Why does this happen? Because the body perceives a diet as a famine and strives to protect itself from starving to death by signaling hunger. Hunger leads to the overwhelming urge to binge-eat. Research with healthy, normal-weight men who cut their food intake in half (similar to what many dieting athletes try to do) reports most regained the weight they'd lost—plus 10 percent more—within three months (2). Another study with middle school kids who were followed through high school indicates all efforts to lose weight resulted in disordered eating patterns five years later—but not leaner bodies (3). Dieting tends to create more long-term problems than it solves.

How to Find Peace With Food

Let's take a look at some ways to transform blown diets into appropriate fueling (while you chip away at losing undesired body fat). A first step is to remember food is fuel, not the fattening enemy.
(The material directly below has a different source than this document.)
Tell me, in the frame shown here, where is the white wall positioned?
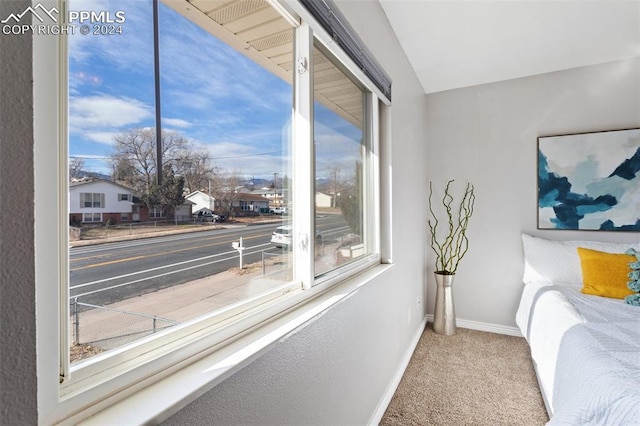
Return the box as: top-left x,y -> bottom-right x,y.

Food not only enhances athletic performance but also prevents hunger and out-of-control food binges.

As a human, you are supposed to eat, even if you are overweight. If you restrict your food intake, you also restrict protein, carbs, fats, vitamins, minerals and other bio-active food compounds that contribute to good health and high energy. Your body needs those nutrients.

Current research suggests a sustainable way to lose undesired body fat is to knock off about 200 calories a day (4), such as 10 ounces of wine, 20 tortilla chips or one roll with butter. By knocking off the calories at the end of the day, you can lose weight when you are sleeping (as opposed to when you are trying to train and function during the day).

Bread, bagel, pasta, rice, crackers—all those dreaded carbs—are not fattening. Your body does not readily convert carbs into body fat. Rather, your body preferentially burns carbs to fuel your workouts. If your muscles become carb (glycogen) depleted, you will feel an incessant, niggling hunger that can lead to non-stop snacking. You may believe you are eating because you are just bored, but your muscles are telling you they want carbs to recover and refuel.

Do not try to "stay away from carbs." Egg whites for breakfast, salad for lunch, and fish with broccoli for dinner leave muscles unfueled and your body unable to train and compete at its best. Oatmeal, whole grain breads, brown rice and sweet potatoes are just a few wholesome suggestions. Enjoy them as the foundation of each sports meal.